La gente lo dice en voz baja, en broma, con miedo o con enojo:
“Hablas de algo y aparece.”
“Nos están escuchando.”
No sé si internet nos escucha.
Pero hay algo de lo que estoy segura: nos está leyendo más hondo de lo que creemos.
No como personas. Como patrones.
Ya antes lo había intuido, cuando escribí sobre “la frase que el algoritmo sabe cuándo mostrarte” : esa que parece casual, pero llega exactamente cuando estás más permeable.
Vivimos expuestos, pero no vigilados como en las películas. No hay un ojo humano del otro lado espiando tu intimidad.
Hay algo más silencioso, más preciso… y por eso más inquietante.
Un sistema que observa cómo te mueves por el mundo digital.
Qué miras.
Cuánto tiempo te quedas.
Dónde frenas el scroll.
Qué repites.
Qué evitas.
Qué te emociona sin que lo notes.
No le importa lo que dices que eres.
Le importa lo que haces cuando nadie te pide que hagas nada.
Ahí te lee.
Muchos sienten miedo porque creen que “no hicieron nada”.
Pero ese es el punto incómodo: hacer nada también deja huella.
Cerrar rápido es un dato.
Quedarte un segundo más, también.
No comentar, no buscar, no comprar… todo informa.
El algoritmo no necesita escucharte.
Le alcanza con mirar tu ritmo.
Como un gato agazapado en una esquina: no interrumpe, no juzga, no invade.
Observa.
Aprende.
Relaciona.
Y un día te devuelve algo que te eriza la piel.
Una vez me pasó algo así.
Una tarde común, sin búsquedas raras, sin internet de por medio.

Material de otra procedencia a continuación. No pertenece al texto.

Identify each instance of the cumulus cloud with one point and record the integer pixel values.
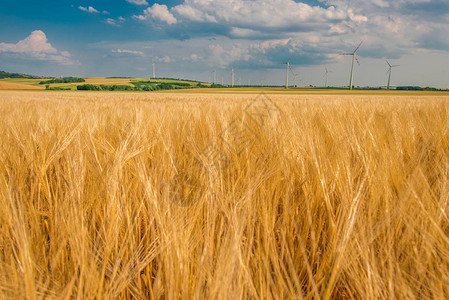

Una conversación casual con un vecino sobre un taladro.
Nada más.
Horas después, al abrir el navegador para buscar otra cosa, ahí estaba:
ofertas de taladros, como si alguien hubiera tomado nota.
¿Casualidad? Tal vez.
Pero hay casualidades que no dan miedo… dan vértigo.
Porque te hacen entender algo: No estás vigilada. Estás visible.
Y hay una diferencia enorme entre ambas cosas.
Nos mostramos todo el tiempo:
emociones, opiniones, peleas, deseos, indirectas, fotos, silencios.
Publicamos la vida y luego nos sorprendemos de que alguien la lea.
El algoritmo no es un espía.
Es un espejo matemático.
No tiene alma, pero está hecho de la nuestra.
De nuestros hábitos, repeticiones, contradicciones, cansancios.
Por eso asusta a algunos. Y a otros… nos provoca asombro.
Porque entender cómo funciona no te quita libertad, te la devuelve.
Cuando sabes cómo te leen, puedes elegir qué dejar ver.
Y, sobre todo, para qué.
Tal vez la pregunta no sea si internet nos escucha.
Tal vez la pregunta real sea otra:
¿Estamos mirando la vida con la misma atención con la que nos mira el sistema que creamos?
Mientras el corazón bombea litros de sangre para mantenernos vivos,
mientras la lluvia cae con una precisión perfecta,
mientras millones de sistemas bailan en silencio dentro y fuera nuestro…
corremos.
Nos distraemos.
Nos perdemos.
La vida maravillosa sigue ahí.
No desapareció.
Solo espera que alguien se detenga a mirarla.